Ogni giorno nascono milioni di parole.
Alcune fanno finta di essere idee. Altre si travestono da notizie.
Le più bastarde si mettono la cravatta e si chiamano “verità”.
Le stampano. Le impilano. Le vendono a peso d’oro nei salotti della propaganda.
Poi finiscono dove meritano: nel culo di chi le ha scritte
o nel fuoco di chi le ha capite.
Noi siamo quello che resta quando tutto il resto brucia.
Noi siamo Carta Straccia.
Non ci pieghiamo. Non ci stirano. Non ci rileggono nei TG.
Ci buttano.
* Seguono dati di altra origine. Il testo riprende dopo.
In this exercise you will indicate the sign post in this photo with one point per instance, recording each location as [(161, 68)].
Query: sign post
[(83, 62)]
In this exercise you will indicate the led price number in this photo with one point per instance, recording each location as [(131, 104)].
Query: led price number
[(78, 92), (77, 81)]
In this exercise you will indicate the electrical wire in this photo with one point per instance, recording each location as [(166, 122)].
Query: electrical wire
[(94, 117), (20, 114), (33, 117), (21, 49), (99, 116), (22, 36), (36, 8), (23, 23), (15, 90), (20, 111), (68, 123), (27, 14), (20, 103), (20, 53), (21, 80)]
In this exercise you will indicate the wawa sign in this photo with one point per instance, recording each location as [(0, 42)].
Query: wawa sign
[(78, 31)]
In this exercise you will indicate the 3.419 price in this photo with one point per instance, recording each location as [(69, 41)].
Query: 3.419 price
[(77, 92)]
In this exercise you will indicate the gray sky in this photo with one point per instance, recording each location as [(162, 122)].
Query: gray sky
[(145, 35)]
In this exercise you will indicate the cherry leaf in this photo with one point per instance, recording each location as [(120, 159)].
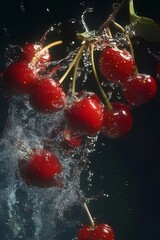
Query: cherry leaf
[(143, 26)]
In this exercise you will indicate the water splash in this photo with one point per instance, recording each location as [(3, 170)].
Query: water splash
[(30, 212)]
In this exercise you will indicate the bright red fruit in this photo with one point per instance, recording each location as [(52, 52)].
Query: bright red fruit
[(85, 115), (116, 65), (47, 96), (158, 69), (139, 89), (40, 169), (118, 121), (72, 138), (100, 231), (19, 78), (31, 49)]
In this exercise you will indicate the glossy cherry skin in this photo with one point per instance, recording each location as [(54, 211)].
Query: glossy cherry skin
[(30, 50), (116, 65), (158, 69), (85, 115), (118, 121), (40, 169), (139, 89), (100, 231), (47, 96), (19, 78)]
E noi, dal fondo del secchio, scriviamo col sangue e con le dita sporche.
Scriviamo mentre il fuoco ci lecca i bordi.
Scriviamo mentre il sistema ci ride in faccia.
Ma noi non vogliamo piacere. Vogliamo gridare.
Siamo il giornale che non ha padroni né padroncini.
Non ci sono sponsor. Non ci sono salvagenti.
C’è solo il peso di ogni sillaba sputata con rabbia, ogni frase tirata fuori dai polmoni marci di chi non ce la fa più a stare zitto.
Questo è un fuoco. Non una redazione.
È un pugno nello stomaco. Non una timeline.
È la voce che ti sveglia di notte e ti dice: “È tutto una truffa. Ma non sei solo.”
E quando non servirà più nemmeno questo—quando la nostra voce sarà carta bruciata nel camino del tempo—
allora avremo avuto la nostra unica, assoluta, inimitabile gloria:
essere stati utili a qualcuno, mentre tutto il resto mentiva.